Hello, I have an Atlas with the digital cockpit.

When I change the units in Settings to km/h, everywhere changes to km/h EXCEPT for the speedometer dial, which no matter what I do remains in mph.

Any idea how I can go about making this dial show km/h along with the rest of the system?








What my digital cockpit looks like: https://imgur.com/gSKagE9
What my units screen in Settings looks like: https://imgur.com/Jhx5vaY

Thank you!


----------



## GTINC (Jan 28, 2005)

What did the OM say about it?


----------



## CanadianJetta2.0T (Sep 14, 2006)

I had the same issue (opposite from yours) last time travelling into USA. My car is canadian car and the digital cockpit speedo remains in km/h while all other follows the settings in mph. 
Most probably the speedo is linked to the car country and is not accessible from the settings.


----------



## cplus71 (Mar 14, 2018)

Put the speedometer in the middle of the screen. It will change


----------



## josquin (Mar 6, 2011)

CanadianJetta2.0T said:


> I had the same issue (opposite from yours) last time travelling into USA. My car is canadian car and the digital cockpit speedo remains in km/h while all other follows the settings in mph.
> Most probably the speedo is linked to the car country and is not accessible from the settings.


Wow, that is unbelievably stupid if so. I mean, we have an actual digital cockpit with every pixel programmable, and yet they messed up this detail?


----------



## GTINC (Jan 28, 2005)

josquin said:


> Wow, that is unbelievably stupid if so. I mean, we have an actual digital cockpit with every pixel programmable, and yet they messed up this detail?

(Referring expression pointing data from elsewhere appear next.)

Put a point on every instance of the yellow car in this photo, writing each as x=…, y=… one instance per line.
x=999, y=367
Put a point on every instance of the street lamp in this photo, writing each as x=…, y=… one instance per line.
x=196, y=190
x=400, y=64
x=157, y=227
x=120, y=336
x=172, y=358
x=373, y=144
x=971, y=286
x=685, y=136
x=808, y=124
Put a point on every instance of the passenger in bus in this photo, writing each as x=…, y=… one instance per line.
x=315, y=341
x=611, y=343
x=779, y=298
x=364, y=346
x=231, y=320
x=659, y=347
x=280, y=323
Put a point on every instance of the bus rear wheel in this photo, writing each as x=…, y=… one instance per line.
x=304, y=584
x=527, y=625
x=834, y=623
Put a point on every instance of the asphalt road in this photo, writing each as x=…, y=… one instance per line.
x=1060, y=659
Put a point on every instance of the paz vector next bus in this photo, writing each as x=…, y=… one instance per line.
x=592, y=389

"Put the speedometer in the middle of the screen. It will change"


----------



## BsickPassat (May 10, 2010)

josquin said:


> Wow, that is unbelievably stupid if so. I mean, we have an actual digital cockpit with every pixel programmable, and yet they messed up this detail?


Doesn't surprise me the German overlords messed it up again.

On the PQ35 Tiguan (and MK6's, and other cars with the white MFA), you can't change the units in the speed display.


----------



## cplus71 (Mar 14, 2018)

cplus71 said:


> Put the speedometer in the middle of the screen. It will change


Make the speedometer show in the middle screen. It changes to whatever you set up. Also it's shows bottom of speedometer as well.


----------



## Vasia01 (Aug 8, 2018)

VCDS can change 100% to km/h without any problem. Instrument 17 -> Adaptation -> km/h. From menu settings not posible set to km/h.


----------